Just as second vote that having the functionality to access samples by chain (not necessarily be default) is very useful for diagnosing an important class of computational problems!

1 Like

Yes, I think a simple reshaping of the output can do the job. That’s what the proposed change in the PR does: rather than flattening the (num_samples, num_chains) dimension, it allows the user to choose whether to flatten (the default behaviour to maintain backwards compatibility) or not (using the flatten_chains argument).

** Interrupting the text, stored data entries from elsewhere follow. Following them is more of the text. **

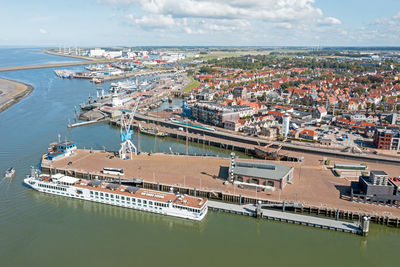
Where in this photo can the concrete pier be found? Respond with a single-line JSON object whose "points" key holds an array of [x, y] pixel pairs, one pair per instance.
{"points": [[250, 210]]}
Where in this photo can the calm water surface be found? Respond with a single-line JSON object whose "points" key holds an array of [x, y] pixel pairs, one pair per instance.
{"points": [[42, 230], [29, 56]]}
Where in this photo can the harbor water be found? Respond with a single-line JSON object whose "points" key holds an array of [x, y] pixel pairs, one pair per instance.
{"points": [[43, 230]]}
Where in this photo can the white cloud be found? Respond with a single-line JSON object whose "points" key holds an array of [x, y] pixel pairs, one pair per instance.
{"points": [[283, 13], [153, 21], [329, 21]]}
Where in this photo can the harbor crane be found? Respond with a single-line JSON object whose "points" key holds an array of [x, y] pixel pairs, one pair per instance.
{"points": [[126, 134]]}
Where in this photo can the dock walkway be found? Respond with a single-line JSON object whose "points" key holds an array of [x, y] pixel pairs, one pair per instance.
{"points": [[250, 210]]}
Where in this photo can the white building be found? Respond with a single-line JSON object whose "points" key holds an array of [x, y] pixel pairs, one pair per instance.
{"points": [[285, 124], [97, 52]]}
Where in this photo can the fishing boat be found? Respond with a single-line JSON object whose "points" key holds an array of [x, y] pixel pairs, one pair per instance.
{"points": [[9, 172], [172, 204]]}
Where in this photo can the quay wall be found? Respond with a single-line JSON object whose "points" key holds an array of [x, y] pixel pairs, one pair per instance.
{"points": [[231, 198]]}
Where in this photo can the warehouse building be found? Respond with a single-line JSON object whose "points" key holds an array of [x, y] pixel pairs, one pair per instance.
{"points": [[375, 189], [263, 176]]}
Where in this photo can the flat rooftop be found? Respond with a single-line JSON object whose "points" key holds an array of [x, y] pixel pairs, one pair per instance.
{"points": [[313, 183], [261, 170]]}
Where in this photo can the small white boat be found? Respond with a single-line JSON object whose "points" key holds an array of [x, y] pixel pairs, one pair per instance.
{"points": [[9, 172]]}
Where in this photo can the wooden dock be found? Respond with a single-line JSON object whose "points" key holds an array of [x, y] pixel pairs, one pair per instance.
{"points": [[250, 210]]}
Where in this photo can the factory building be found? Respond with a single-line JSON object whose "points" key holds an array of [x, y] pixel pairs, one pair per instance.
{"points": [[375, 189]]}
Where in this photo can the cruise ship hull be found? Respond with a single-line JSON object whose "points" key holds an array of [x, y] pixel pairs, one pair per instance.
{"points": [[86, 194]]}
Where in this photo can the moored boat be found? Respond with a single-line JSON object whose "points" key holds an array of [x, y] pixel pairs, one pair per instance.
{"points": [[178, 205], [9, 172]]}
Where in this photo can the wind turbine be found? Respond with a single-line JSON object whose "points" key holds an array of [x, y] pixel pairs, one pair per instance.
{"points": [[126, 134]]}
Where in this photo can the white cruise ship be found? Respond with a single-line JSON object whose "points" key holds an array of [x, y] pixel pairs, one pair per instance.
{"points": [[183, 206]]}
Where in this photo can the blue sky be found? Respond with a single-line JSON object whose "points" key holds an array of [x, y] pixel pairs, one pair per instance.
{"points": [[200, 22]]}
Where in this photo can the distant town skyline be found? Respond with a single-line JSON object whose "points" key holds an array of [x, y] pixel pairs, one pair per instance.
{"points": [[200, 23]]}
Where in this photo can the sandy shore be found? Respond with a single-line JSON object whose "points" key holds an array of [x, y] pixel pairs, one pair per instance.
{"points": [[11, 92]]}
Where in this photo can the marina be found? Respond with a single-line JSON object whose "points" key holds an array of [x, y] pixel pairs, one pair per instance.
{"points": [[205, 178], [251, 210], [171, 204]]}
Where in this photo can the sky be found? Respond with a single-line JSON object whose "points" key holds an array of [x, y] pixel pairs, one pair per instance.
{"points": [[200, 23]]}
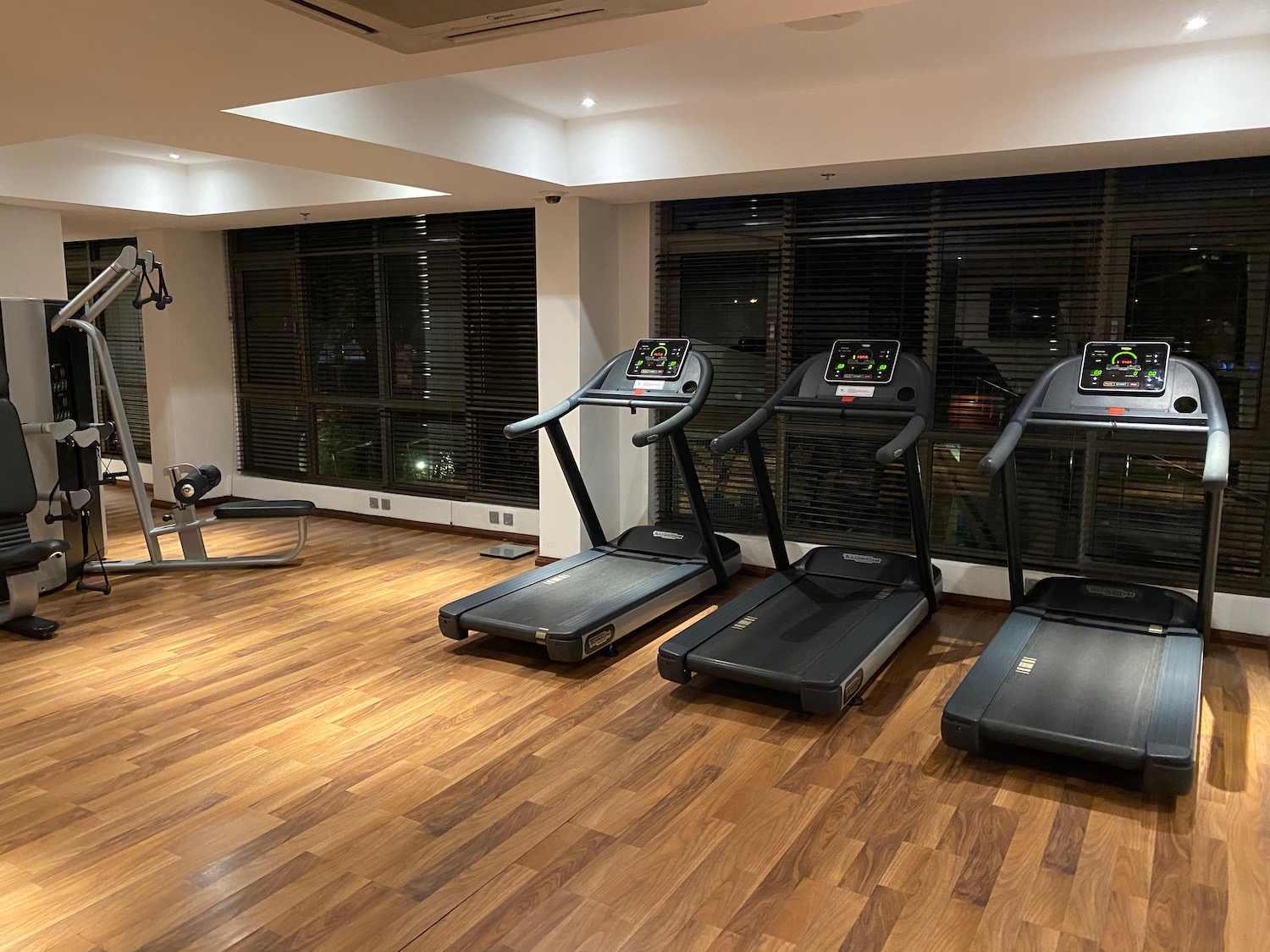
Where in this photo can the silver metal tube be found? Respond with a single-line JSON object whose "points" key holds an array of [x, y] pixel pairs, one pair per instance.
{"points": [[124, 263], [106, 366], [94, 310]]}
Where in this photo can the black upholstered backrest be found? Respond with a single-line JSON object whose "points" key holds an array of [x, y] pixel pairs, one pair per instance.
{"points": [[17, 482]]}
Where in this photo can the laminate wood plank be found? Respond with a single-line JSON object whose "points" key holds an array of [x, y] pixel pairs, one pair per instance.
{"points": [[295, 759]]}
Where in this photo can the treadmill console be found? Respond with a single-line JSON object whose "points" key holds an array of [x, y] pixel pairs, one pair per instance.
{"points": [[1118, 368], [861, 362], [655, 358]]}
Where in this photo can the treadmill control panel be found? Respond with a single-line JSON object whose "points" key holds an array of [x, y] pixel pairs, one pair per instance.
{"points": [[861, 362], [658, 358], [1124, 368]]}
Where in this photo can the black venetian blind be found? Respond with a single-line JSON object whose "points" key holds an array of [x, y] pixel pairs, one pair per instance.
{"points": [[390, 353], [122, 325], [990, 281]]}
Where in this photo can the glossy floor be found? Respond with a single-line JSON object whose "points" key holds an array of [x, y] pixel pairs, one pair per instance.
{"points": [[295, 759]]}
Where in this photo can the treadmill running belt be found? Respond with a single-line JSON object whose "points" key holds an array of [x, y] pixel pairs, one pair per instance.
{"points": [[1080, 691], [582, 598], [792, 630]]}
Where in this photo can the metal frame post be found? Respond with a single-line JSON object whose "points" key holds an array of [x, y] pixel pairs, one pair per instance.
{"points": [[577, 485], [921, 527], [767, 500], [698, 503]]}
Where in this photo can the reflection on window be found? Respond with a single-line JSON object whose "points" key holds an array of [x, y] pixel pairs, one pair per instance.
{"points": [[1206, 296], [427, 452], [350, 444]]}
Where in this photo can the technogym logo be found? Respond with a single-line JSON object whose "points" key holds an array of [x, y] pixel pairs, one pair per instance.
{"points": [[1113, 592]]}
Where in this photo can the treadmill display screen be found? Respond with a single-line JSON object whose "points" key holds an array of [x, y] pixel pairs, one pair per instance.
{"points": [[1129, 368], [863, 362], [658, 358]]}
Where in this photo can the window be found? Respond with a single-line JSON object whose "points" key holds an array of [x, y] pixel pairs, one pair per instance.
{"points": [[390, 353], [990, 281], [121, 324]]}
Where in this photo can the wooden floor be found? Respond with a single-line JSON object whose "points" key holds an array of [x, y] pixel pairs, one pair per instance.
{"points": [[295, 759]]}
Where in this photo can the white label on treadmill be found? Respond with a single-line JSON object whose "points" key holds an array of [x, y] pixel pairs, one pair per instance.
{"points": [[1113, 592]]}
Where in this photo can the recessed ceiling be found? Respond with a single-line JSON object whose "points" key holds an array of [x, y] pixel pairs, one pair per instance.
{"points": [[706, 101]]}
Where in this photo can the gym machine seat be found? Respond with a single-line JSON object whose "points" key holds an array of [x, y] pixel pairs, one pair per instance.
{"points": [[19, 556]]}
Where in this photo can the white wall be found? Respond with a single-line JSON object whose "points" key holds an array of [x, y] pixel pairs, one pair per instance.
{"points": [[190, 358], [578, 332], [635, 322], [32, 261]]}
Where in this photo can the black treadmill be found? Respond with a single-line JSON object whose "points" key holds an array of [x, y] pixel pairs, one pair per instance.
{"points": [[583, 604], [1104, 672], [820, 629]]}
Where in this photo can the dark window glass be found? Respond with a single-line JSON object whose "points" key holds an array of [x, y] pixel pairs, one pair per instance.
{"points": [[390, 353], [990, 282]]}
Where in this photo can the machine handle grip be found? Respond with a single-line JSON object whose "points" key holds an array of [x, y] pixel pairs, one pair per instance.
{"points": [[521, 426], [654, 433], [903, 441], [1217, 459], [734, 437], [1001, 449]]}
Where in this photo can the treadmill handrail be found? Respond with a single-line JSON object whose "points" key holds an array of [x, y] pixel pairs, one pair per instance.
{"points": [[903, 441], [644, 437], [754, 423], [566, 406], [681, 419], [1005, 446], [1217, 454]]}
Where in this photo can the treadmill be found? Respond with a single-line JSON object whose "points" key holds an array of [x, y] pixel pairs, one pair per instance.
{"points": [[1102, 672], [822, 627], [583, 604]]}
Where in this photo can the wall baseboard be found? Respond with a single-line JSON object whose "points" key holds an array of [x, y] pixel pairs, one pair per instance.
{"points": [[518, 538]]}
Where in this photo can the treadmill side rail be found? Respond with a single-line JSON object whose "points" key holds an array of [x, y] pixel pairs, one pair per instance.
{"points": [[965, 708], [450, 616], [672, 655], [1173, 731]]}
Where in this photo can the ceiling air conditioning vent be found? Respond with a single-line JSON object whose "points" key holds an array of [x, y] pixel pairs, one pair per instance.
{"points": [[423, 25]]}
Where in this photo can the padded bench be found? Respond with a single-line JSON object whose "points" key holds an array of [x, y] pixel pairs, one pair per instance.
{"points": [[264, 509]]}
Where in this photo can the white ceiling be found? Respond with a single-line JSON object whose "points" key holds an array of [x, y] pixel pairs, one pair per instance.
{"points": [[708, 101], [914, 37]]}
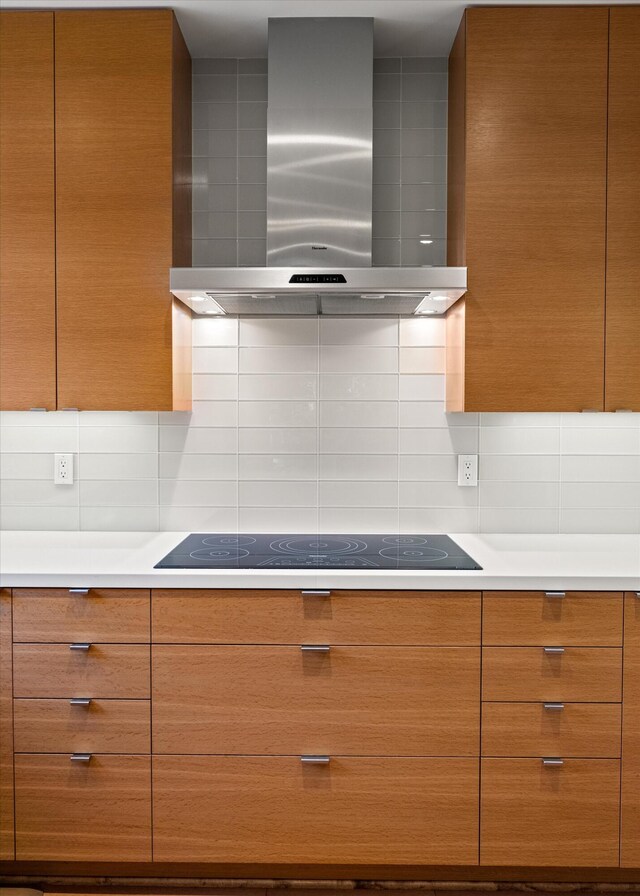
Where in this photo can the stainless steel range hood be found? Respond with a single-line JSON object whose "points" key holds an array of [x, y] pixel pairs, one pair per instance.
{"points": [[319, 192]]}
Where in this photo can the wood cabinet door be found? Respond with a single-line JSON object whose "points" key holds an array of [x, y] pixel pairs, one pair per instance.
{"points": [[532, 814], [393, 701], [117, 75], [630, 844], [276, 809], [622, 376], [6, 729], [83, 811], [534, 163], [27, 218]]}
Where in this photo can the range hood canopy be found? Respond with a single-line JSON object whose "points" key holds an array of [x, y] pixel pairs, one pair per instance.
{"points": [[319, 192]]}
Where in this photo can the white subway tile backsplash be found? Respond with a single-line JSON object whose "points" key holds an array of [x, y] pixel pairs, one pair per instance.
{"points": [[328, 423], [359, 387]]}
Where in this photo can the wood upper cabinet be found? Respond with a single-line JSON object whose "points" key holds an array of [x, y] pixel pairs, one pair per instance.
{"points": [[123, 157], [622, 375], [27, 231], [6, 729], [630, 829], [527, 208]]}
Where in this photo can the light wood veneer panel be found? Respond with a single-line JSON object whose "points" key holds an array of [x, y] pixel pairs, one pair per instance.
{"points": [[6, 729], [105, 670], [587, 730], [525, 618], [622, 375], [27, 214], [528, 673], [421, 701], [105, 726], [534, 207], [346, 617], [275, 809], [534, 815], [115, 85], [76, 811], [108, 615], [630, 842]]}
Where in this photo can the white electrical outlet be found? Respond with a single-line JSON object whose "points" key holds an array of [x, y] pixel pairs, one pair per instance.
{"points": [[468, 470], [63, 469]]}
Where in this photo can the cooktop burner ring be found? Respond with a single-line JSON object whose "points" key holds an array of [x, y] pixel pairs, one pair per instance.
{"points": [[224, 541], [417, 554], [220, 554], [318, 546]]}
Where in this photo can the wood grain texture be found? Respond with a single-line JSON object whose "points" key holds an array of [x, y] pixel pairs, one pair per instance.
{"points": [[104, 614], [366, 810], [587, 730], [105, 726], [98, 811], [27, 215], [6, 729], [630, 830], [286, 617], [534, 815], [592, 675], [534, 208], [588, 619], [622, 375], [115, 207], [105, 670], [352, 701]]}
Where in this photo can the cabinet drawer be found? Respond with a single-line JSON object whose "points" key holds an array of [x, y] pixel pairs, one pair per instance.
{"points": [[105, 670], [535, 815], [353, 700], [57, 614], [589, 730], [93, 811], [104, 726], [523, 618], [352, 810], [587, 674], [340, 617]]}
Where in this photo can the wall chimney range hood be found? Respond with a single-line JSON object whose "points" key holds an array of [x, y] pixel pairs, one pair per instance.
{"points": [[319, 192]]}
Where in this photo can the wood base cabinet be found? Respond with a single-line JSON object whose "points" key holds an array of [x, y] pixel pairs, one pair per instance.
{"points": [[539, 814], [95, 810], [350, 810]]}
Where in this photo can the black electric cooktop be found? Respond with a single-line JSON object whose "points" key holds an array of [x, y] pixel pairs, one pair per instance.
{"points": [[226, 551]]}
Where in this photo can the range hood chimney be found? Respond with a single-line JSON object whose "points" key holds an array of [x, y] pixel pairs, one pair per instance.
{"points": [[319, 192]]}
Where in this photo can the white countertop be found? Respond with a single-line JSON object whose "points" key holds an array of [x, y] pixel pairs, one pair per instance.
{"points": [[126, 559]]}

There is of course the question of whether this is a sufficiently common use case to add it to pystan or whether this should be handled by user code. My hunch is that it’s worth integrating because it has use for a number of settings (Rhat, studying different modes, diagnosing issues with sampling in different parts of the parameter space, etc.).

I do think waiting to see if others have the same problem is a good idea. There are probably a few other things we would want to consider before adding it as well.

For now, perhaps we could document how to accomplish the reshaping in a FAQ item. For scalars and vectors of length > 1, I think there could be a one- or two-line solution. I’d also be open to adding a utility function which could greatly simplify the existing __getitem__ code by giving us some useful array indexes to work with. Such a function might have other uses.

A very general guide to reshaping fit._values might also be valuable. Perhaps something using einops? Getting per-chain means and stds perhaps?

Yes, that’s what the changes proposed in the PR implement. The interface is

def get_samples(self, param: str, flatten_chains: bool = True):
    """
    Get samples for a given parameter.

    Args:
        param: Name of the parameter to get samples for.
        flatten_chains: Whether to combine all chains by flattening them.

    Returns:
        samples: Array of samples with shape `(stan_dimensions, num_chains * num_samples)` if
            `flatten_chains` is truthy and `(stan_dimensions, num_chains, num_samples)` if not.
    """

The call fit.get_samples(parameter_name, flatten_chains=True) is equivalent to fit[parameter_name] and __getitem__ simply calls get_samples internally.

Something we might also want to consider in the process is adapting the code such that __getitem__ doesn’t create a copy of the underlying memory. That’s of course not a problem for small models but might be more challenging for larger models/many calls to __getitem__.

Happy to wait and see other use cases/requirements.

It occurs to me that this could be implemented as a plugin. See Plugins — pystan 3.3.0 documentation for documentation.

That is, instead of returning the normal Fit instance, the customized Fit instance (the version in the PR on GitHub) could be returned.

The plugin needs no explicit configuration. You just need to pip install it. That, at least, is the theory.